In whatever task he undertook, Lee had the ability, Douglas Southall Freeman has written, “to visualize his fundamental problem as though it had been worked out in a model and set before his eyes.” In his imagination he pictured a reconstructed South as readily as he had once envisioned the turning of the Federal flanks at Chancellorsville and Second Manassas.
He knew that he would not live to see the new vision realized. He seemed not to regret this; such beauty and order as a man finds in this life are, he supposed, but intimations of a more ideal pattern. “My interest in Time and its concerns,” he wrote as the end drew closer, “is daily fading away and I try to keep my eyes and thoughts fixed on those eternal shores to which I am fast hastening.”
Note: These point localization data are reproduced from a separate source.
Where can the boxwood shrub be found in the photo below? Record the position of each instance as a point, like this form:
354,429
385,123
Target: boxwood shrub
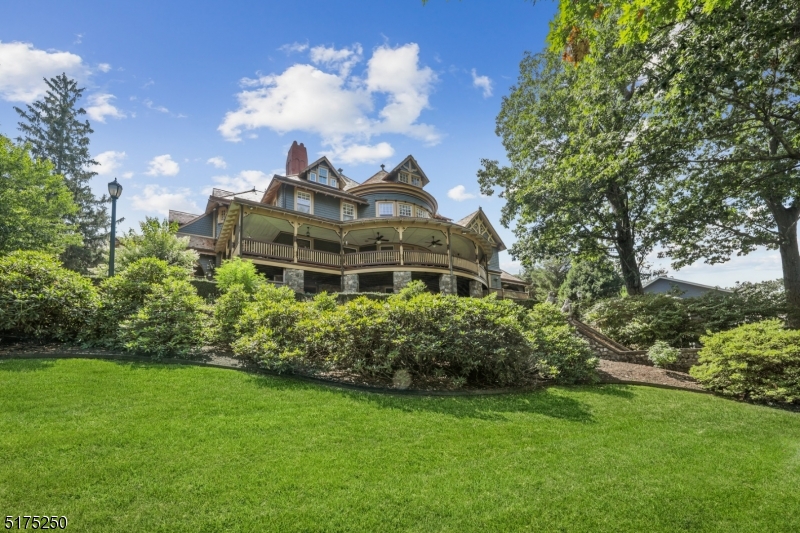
41,299
759,362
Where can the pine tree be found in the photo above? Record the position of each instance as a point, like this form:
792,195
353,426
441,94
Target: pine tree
54,131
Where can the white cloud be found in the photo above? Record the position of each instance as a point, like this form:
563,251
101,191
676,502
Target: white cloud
326,99
218,162
149,104
459,194
23,67
294,47
342,60
108,162
162,165
100,107
244,180
482,82
361,153
157,199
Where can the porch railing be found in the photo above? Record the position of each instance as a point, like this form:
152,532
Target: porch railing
268,249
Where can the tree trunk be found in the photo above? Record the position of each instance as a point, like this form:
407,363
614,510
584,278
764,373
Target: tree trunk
625,241
786,220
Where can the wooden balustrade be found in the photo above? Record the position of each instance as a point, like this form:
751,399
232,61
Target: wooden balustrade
318,257
417,257
384,257
268,249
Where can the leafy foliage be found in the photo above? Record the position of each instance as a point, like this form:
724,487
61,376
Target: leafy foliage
235,271
758,362
41,299
53,130
171,323
662,354
123,295
432,336
641,321
34,203
158,240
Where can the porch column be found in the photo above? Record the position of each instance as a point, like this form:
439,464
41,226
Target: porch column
449,252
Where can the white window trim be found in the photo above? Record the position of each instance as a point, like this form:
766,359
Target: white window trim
378,209
310,194
341,211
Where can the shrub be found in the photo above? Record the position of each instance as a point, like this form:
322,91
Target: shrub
662,354
238,272
43,300
123,295
759,362
171,323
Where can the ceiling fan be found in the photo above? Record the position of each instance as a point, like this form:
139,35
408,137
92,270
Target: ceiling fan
379,239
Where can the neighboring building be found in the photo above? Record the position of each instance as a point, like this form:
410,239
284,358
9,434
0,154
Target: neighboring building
687,289
316,229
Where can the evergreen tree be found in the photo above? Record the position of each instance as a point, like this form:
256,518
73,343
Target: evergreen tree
53,130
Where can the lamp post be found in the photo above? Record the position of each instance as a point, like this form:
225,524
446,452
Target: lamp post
115,191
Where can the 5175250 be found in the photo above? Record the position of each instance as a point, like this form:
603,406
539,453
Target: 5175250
36,522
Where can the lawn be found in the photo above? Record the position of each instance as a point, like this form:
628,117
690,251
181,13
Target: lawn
147,447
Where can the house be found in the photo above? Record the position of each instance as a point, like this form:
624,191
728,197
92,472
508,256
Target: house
687,289
316,229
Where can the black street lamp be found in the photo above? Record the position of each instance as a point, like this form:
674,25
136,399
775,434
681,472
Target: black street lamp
115,191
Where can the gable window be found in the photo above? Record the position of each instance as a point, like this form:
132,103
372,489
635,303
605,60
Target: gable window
385,209
304,202
348,212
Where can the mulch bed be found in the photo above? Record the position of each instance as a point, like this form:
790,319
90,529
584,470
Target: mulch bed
609,371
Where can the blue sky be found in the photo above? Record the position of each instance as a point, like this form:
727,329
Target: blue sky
185,96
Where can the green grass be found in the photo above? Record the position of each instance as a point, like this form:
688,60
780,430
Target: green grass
147,447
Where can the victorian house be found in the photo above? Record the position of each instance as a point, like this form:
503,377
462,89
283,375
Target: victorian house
316,229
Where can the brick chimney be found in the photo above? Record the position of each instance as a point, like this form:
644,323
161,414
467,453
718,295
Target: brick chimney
297,159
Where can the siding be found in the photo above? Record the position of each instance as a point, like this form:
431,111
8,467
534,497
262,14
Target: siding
203,226
494,261
286,197
326,206
368,211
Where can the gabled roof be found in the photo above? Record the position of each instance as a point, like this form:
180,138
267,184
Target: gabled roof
396,169
693,284
469,219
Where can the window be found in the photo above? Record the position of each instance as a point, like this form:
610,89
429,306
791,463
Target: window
348,212
385,209
303,202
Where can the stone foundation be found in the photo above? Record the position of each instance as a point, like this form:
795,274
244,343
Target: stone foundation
475,289
294,279
350,282
401,279
448,285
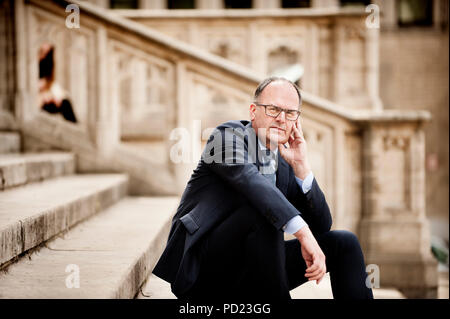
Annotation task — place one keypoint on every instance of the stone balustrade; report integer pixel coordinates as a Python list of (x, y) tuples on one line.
[(335, 46), (129, 82)]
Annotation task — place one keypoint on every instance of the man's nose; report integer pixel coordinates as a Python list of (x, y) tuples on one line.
[(281, 117)]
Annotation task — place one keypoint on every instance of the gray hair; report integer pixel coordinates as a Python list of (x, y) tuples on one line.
[(266, 82)]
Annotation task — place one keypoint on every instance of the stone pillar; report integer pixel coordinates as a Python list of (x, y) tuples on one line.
[(152, 4), (209, 4), (266, 4), (325, 3), (394, 230), (7, 61), (388, 14), (372, 61), (107, 123)]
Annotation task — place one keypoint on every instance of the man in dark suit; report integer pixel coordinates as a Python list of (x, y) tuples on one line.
[(252, 184)]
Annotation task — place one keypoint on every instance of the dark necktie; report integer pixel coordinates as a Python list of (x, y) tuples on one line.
[(268, 166)]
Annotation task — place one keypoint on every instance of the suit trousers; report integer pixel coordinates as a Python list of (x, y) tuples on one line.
[(246, 258)]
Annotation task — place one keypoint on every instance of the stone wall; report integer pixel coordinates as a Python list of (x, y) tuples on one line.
[(414, 74)]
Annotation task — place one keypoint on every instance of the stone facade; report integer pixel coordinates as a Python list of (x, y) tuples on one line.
[(338, 53), (136, 86)]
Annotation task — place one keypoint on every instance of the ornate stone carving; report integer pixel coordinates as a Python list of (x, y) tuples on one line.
[(145, 93)]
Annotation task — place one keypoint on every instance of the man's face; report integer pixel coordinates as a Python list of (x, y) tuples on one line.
[(276, 130)]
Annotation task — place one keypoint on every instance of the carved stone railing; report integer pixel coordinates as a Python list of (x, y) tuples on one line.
[(337, 50), (131, 84)]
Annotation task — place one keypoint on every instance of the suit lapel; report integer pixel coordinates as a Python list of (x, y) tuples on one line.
[(282, 174)]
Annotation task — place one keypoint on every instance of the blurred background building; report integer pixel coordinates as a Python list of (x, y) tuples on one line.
[(375, 113)]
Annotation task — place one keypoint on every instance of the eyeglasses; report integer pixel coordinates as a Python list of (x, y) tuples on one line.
[(274, 111)]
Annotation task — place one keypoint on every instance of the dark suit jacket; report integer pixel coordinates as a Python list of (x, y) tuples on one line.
[(217, 188)]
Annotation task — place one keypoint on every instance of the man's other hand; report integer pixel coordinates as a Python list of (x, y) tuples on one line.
[(312, 254)]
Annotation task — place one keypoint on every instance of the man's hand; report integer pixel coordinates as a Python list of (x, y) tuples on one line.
[(296, 154), (312, 254)]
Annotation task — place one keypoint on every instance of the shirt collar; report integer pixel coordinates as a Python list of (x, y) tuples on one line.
[(264, 148)]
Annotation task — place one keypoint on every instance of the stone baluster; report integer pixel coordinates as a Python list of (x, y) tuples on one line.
[(394, 230)]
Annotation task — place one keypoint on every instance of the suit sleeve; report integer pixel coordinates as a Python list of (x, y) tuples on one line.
[(312, 205), (227, 155)]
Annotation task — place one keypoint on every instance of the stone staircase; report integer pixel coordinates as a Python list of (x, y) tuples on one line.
[(66, 235)]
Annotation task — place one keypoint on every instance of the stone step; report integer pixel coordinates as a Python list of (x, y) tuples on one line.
[(9, 142), (33, 213), (109, 255), (22, 168), (156, 288)]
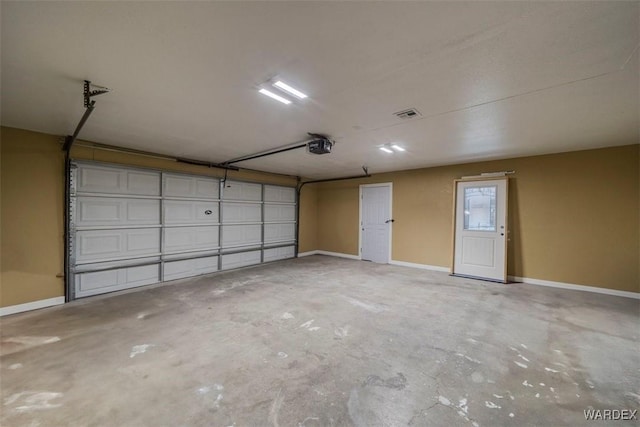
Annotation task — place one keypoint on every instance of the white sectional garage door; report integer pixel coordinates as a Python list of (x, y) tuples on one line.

Lorraine, August-September 1870
LOUIS-NAPOLEON, reclining on cushions intended to soften the jolting and lurching of his carriage, left the front and hurried westward towards Verdun. The Frenchmen who watched his cavalcade pass were dismayed. The Rhine lay in the other direction. But the only concern of the ailing Emperor was to get away as rapidly as possible, while the roads were still passable, for he dreaded the prospect of falling alive into the hands of the Germans. Reports of Prussian cavalry led him to cover his escape with a heavy guard. In addition to the gendarmes of the provost-guard and his personal bodyguards, the Cent Gardes, distinguished by their sky-blue uniforms and glittering breastplates, the Emperor was escorted by detachments of Dragoons and Lancers, as well as by a battery of artillery. The heavy cavalry, however, proved cumbersome, and the Emperor, anxious to move quickly, ordered that they be replaced by swifter Chasseurs d’Afrique.
A long line of equipages followed the Emperor’s carriage along the white road. They carried the personnel and baggage of Louis-Napoleon’s suite and retinue. In addition to his staff officers and equerries, his physician, his police agent, and his confessor, the Emperor was accompanied by more than seventy members of the imperial household. There were footmen, chefs, chamberlains, stewards, cooks, scullions, and grooms. The pomp and luxury of the imperial train reminded some observers of the days of Louis XIV. The Emperor appeared to be modeling his conduct on that of the Sun King, re-creating in the camp the splendors of the palace, and shunning in the field the hazards of the battle. This behavior, at once weak and arrogant, was the cause of much grumbling. A Bonaparte was supposed always to seek the hottest fire; yet here was the Emperor, in the act of fleeing from the battle.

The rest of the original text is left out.